The imperial palace — full of ambitious royals, sly gossip, and unforeseen perils — is perhaps the most dangerous place in the Empire of Zhaon. Komor Yala, lady-in-waiting to the princess of the vanquished kingdom of Khir, has only her wits and her hidden blade to protect herself and her charge, who was sacrificed in marriage to the enemy as a hostage for her conquered people’s good behavior, to secure a tenuous peace.
But the Emperor is aging, and the Khir princess and her lady-in-waiting soon find themselves pawns in the six princes’ deadly schemes for the throne — and a single spark could ignite fresh rebellion in Khir.
Then, the Emperor falls ill — and a far bloodier game begins… (taken from Amazon)
Thank you to Netgalley for providing me with this book in exchange for my honest opinion. This book will be available on October 15th.
Admission: I judged a book based on its cover. The cover is incredible and immediately piqued my interest. That it’s a politically-charged fantasy didn’t hurt either. Beautifully written, if a bit dense, this east-Asian inspired fantasy was the only of its kind I’ve read this year.
It took me quite a while to become invested in this book. I was almost halfway through, and considering not finishing, before I found myself interested in the story. There’s that much setup. The pacing was much slower than with many fantasies, and takes some getting used to.

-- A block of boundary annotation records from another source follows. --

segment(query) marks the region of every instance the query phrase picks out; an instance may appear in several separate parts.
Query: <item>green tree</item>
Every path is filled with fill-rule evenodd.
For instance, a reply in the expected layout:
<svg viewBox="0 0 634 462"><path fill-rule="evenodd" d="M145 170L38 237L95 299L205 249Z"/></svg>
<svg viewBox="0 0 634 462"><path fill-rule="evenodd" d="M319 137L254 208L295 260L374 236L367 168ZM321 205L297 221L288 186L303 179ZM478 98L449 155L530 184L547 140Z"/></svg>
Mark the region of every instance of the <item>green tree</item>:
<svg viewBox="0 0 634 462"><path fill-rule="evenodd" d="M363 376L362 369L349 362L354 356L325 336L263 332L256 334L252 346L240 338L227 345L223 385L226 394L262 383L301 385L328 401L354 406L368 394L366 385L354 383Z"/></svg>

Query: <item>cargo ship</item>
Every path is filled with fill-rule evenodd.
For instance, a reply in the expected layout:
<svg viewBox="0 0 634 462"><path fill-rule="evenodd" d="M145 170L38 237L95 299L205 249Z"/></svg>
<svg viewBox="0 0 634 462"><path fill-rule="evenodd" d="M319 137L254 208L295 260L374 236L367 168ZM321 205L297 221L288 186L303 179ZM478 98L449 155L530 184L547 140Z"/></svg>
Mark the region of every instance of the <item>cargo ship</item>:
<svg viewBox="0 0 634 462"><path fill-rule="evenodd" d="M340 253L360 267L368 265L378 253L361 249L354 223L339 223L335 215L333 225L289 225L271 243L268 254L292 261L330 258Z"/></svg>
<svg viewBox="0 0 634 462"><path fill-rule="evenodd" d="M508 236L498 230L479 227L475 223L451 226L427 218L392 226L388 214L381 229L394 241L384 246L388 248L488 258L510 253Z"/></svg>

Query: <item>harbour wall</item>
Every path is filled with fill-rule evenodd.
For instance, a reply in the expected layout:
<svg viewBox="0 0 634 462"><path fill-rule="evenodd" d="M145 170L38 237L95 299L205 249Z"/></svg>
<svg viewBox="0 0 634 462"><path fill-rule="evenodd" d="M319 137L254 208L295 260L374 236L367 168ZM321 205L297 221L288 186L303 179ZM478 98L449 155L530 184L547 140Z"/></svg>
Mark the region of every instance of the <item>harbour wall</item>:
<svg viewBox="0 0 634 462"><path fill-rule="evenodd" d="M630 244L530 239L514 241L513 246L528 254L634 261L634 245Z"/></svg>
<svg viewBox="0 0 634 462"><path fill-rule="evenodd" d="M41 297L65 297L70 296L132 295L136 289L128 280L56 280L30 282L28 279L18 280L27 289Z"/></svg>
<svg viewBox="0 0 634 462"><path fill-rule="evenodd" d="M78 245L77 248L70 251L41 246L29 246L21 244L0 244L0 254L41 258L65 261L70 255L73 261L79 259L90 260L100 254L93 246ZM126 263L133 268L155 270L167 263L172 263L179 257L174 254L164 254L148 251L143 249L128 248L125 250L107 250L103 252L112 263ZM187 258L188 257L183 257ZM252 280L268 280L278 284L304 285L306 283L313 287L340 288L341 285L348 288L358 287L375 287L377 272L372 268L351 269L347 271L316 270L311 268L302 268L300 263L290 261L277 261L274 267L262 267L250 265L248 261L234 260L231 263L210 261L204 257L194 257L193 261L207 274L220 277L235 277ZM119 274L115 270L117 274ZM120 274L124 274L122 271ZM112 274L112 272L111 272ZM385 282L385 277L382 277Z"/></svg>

The writing was flowery, which alternated between annoying and impressing me. What can I say: sometimes I’m hard to please. That being said, I am of the opinion that if I had cloistered myself away for a few days and read this book straight through, I would have enjoyed it more. The subtle chess-like moves made throughout this book were very well done and it’s apparent that the author has an intricate plan for the series and knows exactly where everything is going.
My biggest complaint is less of a complaint than an observation: it was really difficult to keep track of all the characters for the first bit. Next time I pick up a book of this scope, I’ll write down character names and relationships if there isn’t a glossary of characters in the book.
If you like slow-building books, political intrigue, and flowing language, this is a fantasy to read.